### Introduction

Many modern algorithms in computational Bayesian statistics have at their heart a particle filter or some other sequential Monte Carlo (SMC) procedure. In this blog I’ve discussed particle MCMC algorithms which use a particle filter in the inner-loop in order to compute a (noisy, unbiased) estimate of the marginal likelihood of the data. These algorithms are often very computationally intensive, either because the forward model used to propagate the particles is expensive, or because the likelihood associated with each particle/observation is expensive (or both). In this case it is desirable to parallelise the particle filter to run on all available cores of a machine, or in some cases, it would even be desirable to distribute the the particle filter computation across a cluster of machines.

Parallelisation is difficult when using the conventional imperative programming languages typically used in scientific and statistical computing, but is much easier using modern functional languages such as Scala.
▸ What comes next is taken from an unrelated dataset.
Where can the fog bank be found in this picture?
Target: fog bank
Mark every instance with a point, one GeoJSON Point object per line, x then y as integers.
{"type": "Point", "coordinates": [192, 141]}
In fact, in languages such as Scala it is possible to describe algorithms at a higher level of abstraction, so that exactly the same algorithm can run in serial, run in parallel across all available cores on a single machine, or run in parallel across a cluster of machines, all without changing any code. Doing so renders parallelisation a non-issue. In this post I’ll talk through how to do this for a simple bootstrap particle filter, but the same principle applies for a large range of statistical computing algorithms.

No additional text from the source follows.